The rain from previous days had left the trail quite muddy. I was careful with where I placed my feet but not so careful that I didn’t get muddy feet. It was only mud I told myself, there’ll be plenty more over the coming months.
Within sight of the shelter I spied a deer in the bushes feeding off the moss or bark on the trees. It didn’t mind me being close as I inches towards it with my camera. It didn’t seem to mind my company. I watched it feed for a while till it walked off across the trail.
I climbed from camp to Clingmans Dome. At 6612 feet it is the highest point in the Appalachian Trail. I think it’s also the highest point in Tennessee. There was a tower at the summit with 360 degree views. Rolling hills, towns and cloud covered valley made for a worthwhile stop. I didn’t see to many other people at the top, which surprised me.

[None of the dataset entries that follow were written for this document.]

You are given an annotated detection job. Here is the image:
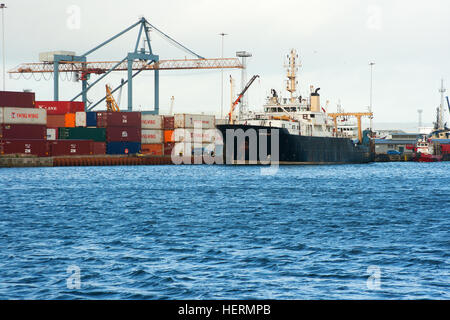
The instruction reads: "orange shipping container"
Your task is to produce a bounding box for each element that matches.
[64,113,76,128]
[164,130,175,142]
[141,143,164,156]
[47,114,66,128]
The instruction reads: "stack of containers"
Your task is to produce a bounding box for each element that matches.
[174,114,216,156]
[141,113,175,156]
[36,101,84,141]
[141,113,164,156]
[0,91,49,157]
[36,101,106,157]
[164,116,175,156]
[97,112,142,154]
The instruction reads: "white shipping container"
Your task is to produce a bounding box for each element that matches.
[141,130,164,144]
[0,107,47,125]
[174,114,216,129]
[47,128,58,141]
[75,112,86,127]
[141,114,164,130]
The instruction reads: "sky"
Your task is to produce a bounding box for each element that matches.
[4,0,450,123]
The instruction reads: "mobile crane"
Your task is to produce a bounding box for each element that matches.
[228,75,259,124]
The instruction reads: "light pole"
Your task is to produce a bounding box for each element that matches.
[369,62,375,130]
[219,32,228,119]
[0,3,7,91]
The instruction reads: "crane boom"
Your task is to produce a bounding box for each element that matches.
[106,85,120,112]
[8,58,242,74]
[228,75,259,124]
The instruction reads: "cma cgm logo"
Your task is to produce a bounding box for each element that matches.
[11,112,39,119]
[38,106,58,111]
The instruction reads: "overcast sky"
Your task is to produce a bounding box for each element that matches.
[4,0,450,122]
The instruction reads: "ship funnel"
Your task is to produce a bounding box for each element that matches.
[311,88,320,112]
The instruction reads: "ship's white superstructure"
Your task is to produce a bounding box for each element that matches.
[236,50,342,137]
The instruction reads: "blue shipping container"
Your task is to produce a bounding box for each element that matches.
[86,112,97,127]
[106,142,141,154]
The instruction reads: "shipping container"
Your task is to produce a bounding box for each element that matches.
[172,142,216,156]
[106,142,141,154]
[164,116,175,130]
[174,114,216,129]
[174,129,221,142]
[92,142,106,155]
[441,144,450,154]
[75,112,86,128]
[36,101,84,115]
[47,128,58,141]
[0,124,47,140]
[141,143,164,156]
[58,128,106,142]
[0,91,35,108]
[49,140,92,157]
[164,130,175,142]
[0,107,47,125]
[64,113,75,128]
[141,130,164,144]
[47,115,66,128]
[0,139,49,157]
[97,112,142,128]
[141,114,164,130]
[106,127,141,142]
[164,142,175,156]
[86,112,97,127]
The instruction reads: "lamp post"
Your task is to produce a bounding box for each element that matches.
[369,62,375,130]
[0,3,7,91]
[219,32,228,119]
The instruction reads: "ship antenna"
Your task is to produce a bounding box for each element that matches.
[286,49,300,103]
[437,79,446,130]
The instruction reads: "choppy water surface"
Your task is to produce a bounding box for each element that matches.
[0,163,450,299]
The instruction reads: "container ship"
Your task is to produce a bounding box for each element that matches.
[217,50,375,164]
[413,80,450,162]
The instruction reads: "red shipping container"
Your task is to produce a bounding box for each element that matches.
[164,117,175,130]
[49,140,92,157]
[92,142,106,155]
[36,101,84,115]
[164,142,175,156]
[47,115,66,128]
[97,112,142,129]
[0,139,50,157]
[0,124,47,140]
[106,127,141,142]
[0,91,35,108]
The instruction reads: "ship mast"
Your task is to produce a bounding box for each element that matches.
[437,79,446,130]
[286,49,300,103]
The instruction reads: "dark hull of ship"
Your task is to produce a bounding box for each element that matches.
[217,125,375,164]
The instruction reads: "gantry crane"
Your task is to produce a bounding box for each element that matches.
[106,85,120,112]
[8,18,243,114]
[228,75,259,124]
[328,112,373,143]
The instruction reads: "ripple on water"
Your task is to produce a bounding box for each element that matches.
[0,163,450,299]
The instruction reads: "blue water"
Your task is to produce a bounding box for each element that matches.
[0,163,450,299]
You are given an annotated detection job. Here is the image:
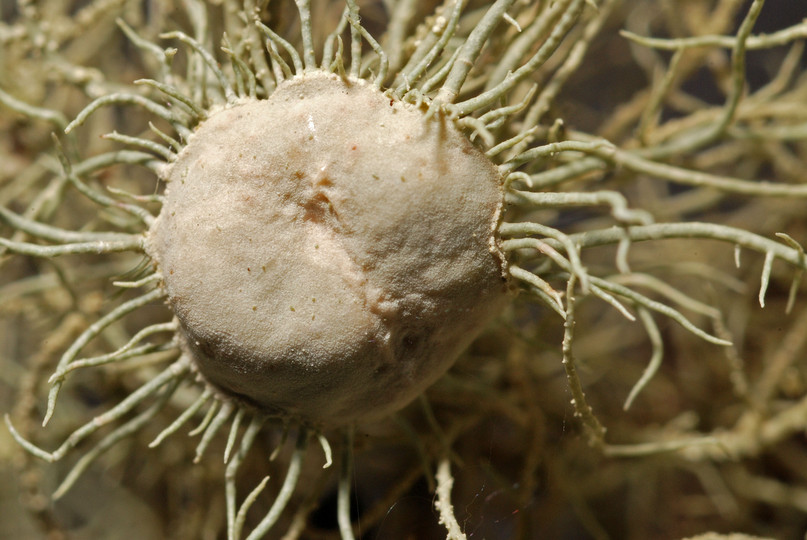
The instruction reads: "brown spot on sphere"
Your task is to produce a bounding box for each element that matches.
[148,73,506,427]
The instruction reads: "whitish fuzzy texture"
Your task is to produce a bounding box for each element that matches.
[149,73,506,426]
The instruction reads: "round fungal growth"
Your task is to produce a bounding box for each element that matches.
[148,72,506,426]
[0,0,807,540]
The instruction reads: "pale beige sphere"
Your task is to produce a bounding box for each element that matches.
[148,72,507,427]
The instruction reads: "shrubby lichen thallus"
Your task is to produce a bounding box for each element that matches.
[0,0,805,540]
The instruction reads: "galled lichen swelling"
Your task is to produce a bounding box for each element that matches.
[0,0,807,540]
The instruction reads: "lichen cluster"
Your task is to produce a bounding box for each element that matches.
[0,0,807,539]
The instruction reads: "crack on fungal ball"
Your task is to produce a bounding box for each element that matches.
[148,72,507,426]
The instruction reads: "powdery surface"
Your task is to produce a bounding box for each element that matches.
[149,73,506,426]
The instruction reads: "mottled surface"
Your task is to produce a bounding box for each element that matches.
[149,72,506,425]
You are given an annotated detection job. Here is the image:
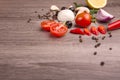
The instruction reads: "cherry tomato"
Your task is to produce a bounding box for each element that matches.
[75,12,91,28]
[50,23,68,37]
[41,20,57,31]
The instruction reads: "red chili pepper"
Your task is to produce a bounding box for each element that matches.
[90,26,98,35]
[107,20,120,31]
[98,26,106,34]
[70,28,84,35]
[84,28,91,36]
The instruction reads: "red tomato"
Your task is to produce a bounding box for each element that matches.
[75,12,91,28]
[41,20,57,31]
[50,23,68,37]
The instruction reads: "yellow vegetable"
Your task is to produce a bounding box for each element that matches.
[86,0,107,9]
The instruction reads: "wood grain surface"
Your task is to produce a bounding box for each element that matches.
[0,0,120,80]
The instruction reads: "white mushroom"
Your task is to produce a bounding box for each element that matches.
[75,7,90,15]
[57,9,75,22]
[50,5,60,11]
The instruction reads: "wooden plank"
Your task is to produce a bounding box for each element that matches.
[0,0,120,80]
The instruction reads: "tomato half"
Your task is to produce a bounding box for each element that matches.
[41,20,58,31]
[50,23,68,37]
[75,12,91,28]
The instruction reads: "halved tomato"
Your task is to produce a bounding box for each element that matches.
[50,23,68,37]
[41,20,58,31]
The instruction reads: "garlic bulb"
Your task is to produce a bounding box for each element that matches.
[50,5,60,11]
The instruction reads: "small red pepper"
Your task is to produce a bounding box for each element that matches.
[70,28,84,35]
[98,26,106,34]
[90,26,98,35]
[107,20,120,31]
[84,28,91,36]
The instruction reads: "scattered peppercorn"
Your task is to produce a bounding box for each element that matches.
[38,14,41,19]
[100,61,105,66]
[109,48,112,50]
[92,36,99,42]
[108,32,112,38]
[109,34,112,37]
[35,11,37,13]
[65,21,72,28]
[27,19,31,23]
[79,38,83,43]
[94,43,101,48]
[102,36,105,40]
[93,51,97,55]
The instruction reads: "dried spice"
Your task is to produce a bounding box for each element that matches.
[93,51,97,55]
[79,38,83,43]
[108,32,112,38]
[92,36,99,42]
[94,43,101,48]
[27,18,32,23]
[109,48,112,50]
[102,36,105,40]
[35,11,37,13]
[100,61,105,66]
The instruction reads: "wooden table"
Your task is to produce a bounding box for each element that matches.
[0,0,120,80]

Not long after descending from Clingmans Dome I crossed the 200th mile of trail. I was happy to hike that distance in under 2 weeks. I’m hiking this trail way faster than I expected. My body feels fine and my blister prone feet have not suffered one blister yet. Might be the Vasque Breeze shoes that I am wearing.
From Clingmans Dome on the Appalachian Trail I descended further to a road crossing at a place called Newfound Gap. I was greeted by a full car park and hundreds of perfumed people. After several days hiking in either heat or rain in had the smell of a person who lived in a pile rubbish.
I was hungry. I sat next to the trash container in the hope that my bad smell could be blamed on the trash, not me. I lay out my damp clothes to dry and ate cashew nuts as the people walked past. Some refused to look at me, some looked then looked away when I caught their eye, others looked down at me like I was a second class citizen and two people wanted their photo taken with me as they were familiar with the Appalachian Trail.
I people watched for a long time. Many people came and went. As I looked around I realised that I can never go back. I can never go back to the life I had before, I just don’t fit in. I’m a square peg in a round hole of what society says we should do with our lives. The hiking, cycle touring and traveling that I’ve done in recent years ruined my life in the best possible way. I spent the whole of the rest of the afternoon in deep contemplation.
I walked late into the afternoon past many exposed ridges with more extensive views. I continued hiking to Tri-Corner Knob Shelter. It was full and tents were packed into every small patch of flat ground. The only flat patch left was right next to the door for the outhouse. I passed on that site and set up on a sloped price of grass surrounded by discarded trash. I found food tins, deodorant, tampons, toilet paper and food wrappers among other things. I must say, the Appalachian Trail has the most trashy campsites of any trail I’ve hiked in USA, very disappointing.